王贵岂能没明白他的意有所指,既然俩人已经扯破脸,缩脖子、伸脖子都得是坐牢的命,索性也不再沉默了,指着对面的马苏道:“好一个‘马好汉’你倒是聪明,想把你撇的干干净净的,我告诉你没门!”
他抬眼看着林羡青,道:“小世子,老朽是贪,毕竟跟着老爷这么多年没用功劳也有苦劳,甚至想着老爷晚年若无子嗣,或许这王府的继任人...但是...”
说着,王管家冷冷瞪着马苏道:“但是老朽从未想过去染指夫人,更甚至不可能让老爷做出杀妻这大逆不道之举!”
“王贵,你少诬陷老子!”马苏也急了,翻起身瞪着王管家。
倘若不是挂在他身上的铁拷扯着,在孟绾看来就马苏这暴脾气,王管家已经和他厮打起来了。
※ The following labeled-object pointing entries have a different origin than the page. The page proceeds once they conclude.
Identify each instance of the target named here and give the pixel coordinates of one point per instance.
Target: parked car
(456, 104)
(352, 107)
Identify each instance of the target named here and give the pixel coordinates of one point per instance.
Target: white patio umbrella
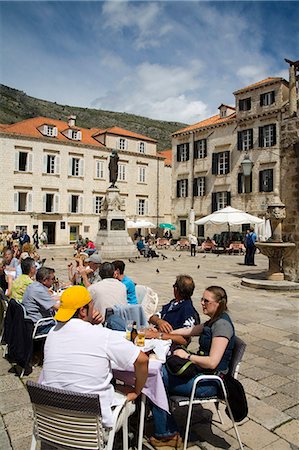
(140, 224)
(230, 216)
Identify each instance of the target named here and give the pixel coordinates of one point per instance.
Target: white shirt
(78, 358)
(107, 293)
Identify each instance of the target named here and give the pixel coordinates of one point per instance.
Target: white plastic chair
(191, 401)
(72, 420)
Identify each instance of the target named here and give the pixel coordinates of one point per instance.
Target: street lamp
(247, 165)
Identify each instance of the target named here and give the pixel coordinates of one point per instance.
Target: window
(220, 200)
(245, 104)
(199, 187)
(122, 144)
(200, 149)
(142, 206)
(75, 135)
(183, 152)
(244, 184)
(76, 167)
(141, 174)
(50, 130)
(141, 147)
(122, 176)
(266, 180)
(97, 204)
(220, 163)
(245, 139)
(99, 169)
(50, 203)
(23, 161)
(51, 164)
(75, 203)
(267, 99)
(267, 135)
(182, 188)
(23, 201)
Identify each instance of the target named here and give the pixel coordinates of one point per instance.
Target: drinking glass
(141, 336)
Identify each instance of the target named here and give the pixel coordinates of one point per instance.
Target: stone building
(55, 175)
(290, 173)
(207, 156)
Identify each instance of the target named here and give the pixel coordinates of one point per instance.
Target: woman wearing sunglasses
(216, 342)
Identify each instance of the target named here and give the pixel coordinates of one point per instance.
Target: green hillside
(15, 105)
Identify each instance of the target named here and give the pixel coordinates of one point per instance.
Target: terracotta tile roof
(29, 127)
(167, 155)
(259, 83)
(214, 120)
(121, 132)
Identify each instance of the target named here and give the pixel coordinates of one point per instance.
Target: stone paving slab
(281, 401)
(289, 431)
(265, 415)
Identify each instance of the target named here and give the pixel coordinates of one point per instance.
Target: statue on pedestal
(113, 168)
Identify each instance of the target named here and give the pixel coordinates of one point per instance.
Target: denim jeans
(165, 424)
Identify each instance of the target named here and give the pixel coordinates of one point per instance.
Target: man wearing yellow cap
(78, 353)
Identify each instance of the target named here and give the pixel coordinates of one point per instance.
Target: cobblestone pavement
(267, 321)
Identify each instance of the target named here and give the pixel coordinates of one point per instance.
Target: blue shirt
(131, 291)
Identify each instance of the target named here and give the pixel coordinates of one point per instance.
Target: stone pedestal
(113, 240)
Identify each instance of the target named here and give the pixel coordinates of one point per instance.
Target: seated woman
(216, 342)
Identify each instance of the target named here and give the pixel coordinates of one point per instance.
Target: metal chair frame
(71, 420)
(238, 353)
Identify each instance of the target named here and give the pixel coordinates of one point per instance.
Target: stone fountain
(275, 249)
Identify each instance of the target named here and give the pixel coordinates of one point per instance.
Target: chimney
(71, 121)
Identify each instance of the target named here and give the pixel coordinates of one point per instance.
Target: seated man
(37, 299)
(109, 291)
(90, 274)
(180, 312)
(78, 354)
(130, 285)
(20, 284)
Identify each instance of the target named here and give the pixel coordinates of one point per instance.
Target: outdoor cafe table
(153, 389)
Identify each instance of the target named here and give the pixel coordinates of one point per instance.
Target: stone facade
(208, 155)
(290, 191)
(56, 182)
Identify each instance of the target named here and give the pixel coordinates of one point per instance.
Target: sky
(167, 60)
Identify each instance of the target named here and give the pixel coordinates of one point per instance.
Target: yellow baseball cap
(73, 298)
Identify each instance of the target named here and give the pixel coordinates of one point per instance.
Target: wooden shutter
(261, 136)
(227, 170)
(251, 138)
(240, 140)
(57, 165)
(29, 202)
(45, 163)
(187, 152)
(178, 153)
(274, 134)
(178, 188)
(240, 183)
(214, 201)
(16, 201)
(195, 187)
(214, 163)
(44, 202)
(228, 199)
(29, 162)
(205, 148)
“你这一把老骨头,想和司小纭发生点啥,那也得有那个本事不是?”马苏怼了王管家一句,眼神还若有若无的往他那里看。
王管家面色羞愤,本能的身子朝后缩了缩。
“哼!”马苏嘴上得逞,冷哼一声,扭头望着林羡青继续说道:“我应了王贵这事儿之后,就开始计划着怎么从王霖手中骗钱。
王霖毕竟是生意人,起初他对我很是警惕,尤其是铺子里的事情,我最多进去是个打杂的一些主要的事情和环节根本就插不上手。”
马苏说到这,眼底尽数都是埋怨:“我知道这样下去定然是不行的,于是...”
他吞咽几口唾液,组织好语言后道:“于是我和王贵联合得知在安和二十六年十月的时候,王霖要去金城谈一笔买卖,那笔买卖对王府很是重要,我们就在顺安县到金城的必经之路上布上了埋伏,让他那次的生意因意外以失败告终。”
“而且王霖在你们布置的那场埋伏中,受伤了?”孟绾想起王霖肩膀两侧的圆形疤痕,忍不住问道。
马苏点点头:“是的,那次王霖受伤不轻,光卧榻调养都用了一个月之久。”
“之后呢?”孟绾眸光沉了一下,往下问。